Именно это мы и можем увидеть в «Вакханках». Идея божества как переходящей от одного к другому и сеющей на своем пути разрушение ставки центральна для понимания трагических тем: структурация этих тем осуществляется в самой форме трагического действия. Читатель, возможно, возразит, что мы говорим о какой-то абстракции и что идея божественности-ставки, во всем идентичной насилию, трагическому тексту чужда. Трагедии – чужда; и тем не менее нет ничего более греческого, чем эта идея. Она вполне явно выражена у Гомера, то есть в литературных текстах более древних, чем трагедии.

У Гомера есть несколько терминов, поразительным образом обнажающих соотношение насилия, желания и божества. Самым характерным, наверно, с выбранной нами сейчас точки зрения, является существительное kydos, смысл которого описывается в категориях почти божественного престижа, мистического избранничества, связанного с военной победой. Kydos – эта ставка в сражениях, и особенно в поединках, между греками и троянцами.

В «Словаре индоевропейских социальных терминов» Бенвенист переводит kydos как «талисман, обеспечивающий первенство»[50]50
  Цит. по: Э. Бенвенист. Словарь индоевропейских социальных терминов. М., 1995. С. 283. Пер. Н. Н. Казанского. (Примеч. пер.)


[Закрыть]
. Kydos – это чары насилия. Всюду, где появляется, оно соблазняет и пугает людей; оно всегда является не просто орудием, но эпифанией. Стоит ему появиться, как образуется единодушие – вокруг него или против него, что в конечном счете одно и то же. Оно приводит к неравновесию, оно склоняет судьбу на ту или иную сторону. Малейший успех насилия растет как снежный ком, делается неодолимым. У тех, кто обладает kydos, силы удесятеряются; у тех, кто его лишен, руки связаны и парализованы. А обладает kydos всегда тот, кто только что нанес более сильный удар, победитель данной минуты, тот, кто внушает другим, а может, полагает и сам, что окончательно восторжествовало именно его насилие. Противникам победителя нужно приложить чрезвычайные усилия, чтобы уйти из-под этих чар и вернуть kydos себе.
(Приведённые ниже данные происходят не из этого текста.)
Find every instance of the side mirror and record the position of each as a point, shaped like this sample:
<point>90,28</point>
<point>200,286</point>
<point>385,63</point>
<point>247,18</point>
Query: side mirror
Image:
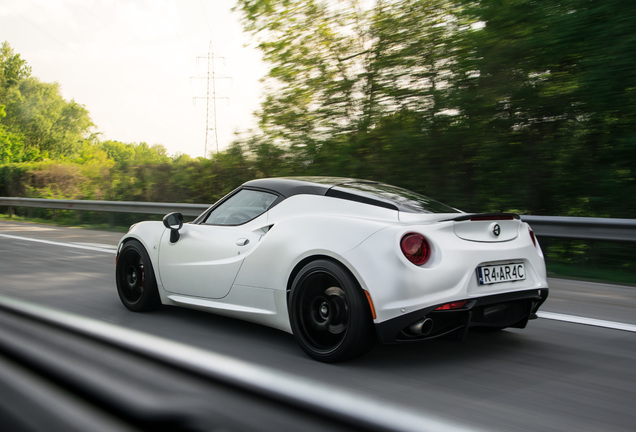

Когда соперничество обостряется до того, что разрушает или расточает все свои конкретные объекты, то берет своим предметом само себя, и этот предмет – kydos. Можно перевести kydos как «слава», но тогда теряется, как отмечает Бенвенист, магико-религиозный элемент, составляющий всю силу этого слова. В современном мире у нас нет такого слова, но есть сама вещь – всякий наблюдал духовное воздействие торжествующего насилия: в эротизме, во всевозможных конфликтах, в спорте, в азартных играх. Божество у греков – не что иное, как это воздействие насилия, возведенное в абсолют. Эпитет kydos означает некое торжествующее величие, постоянно свойственное богам; а люди этим свойством обладают лишь временно и всегда – одни за счет других. Быть богом – значит постоянно обладать kydos’ом, оставаться его непререкаемым господином, чего никогда не бывает с людьми.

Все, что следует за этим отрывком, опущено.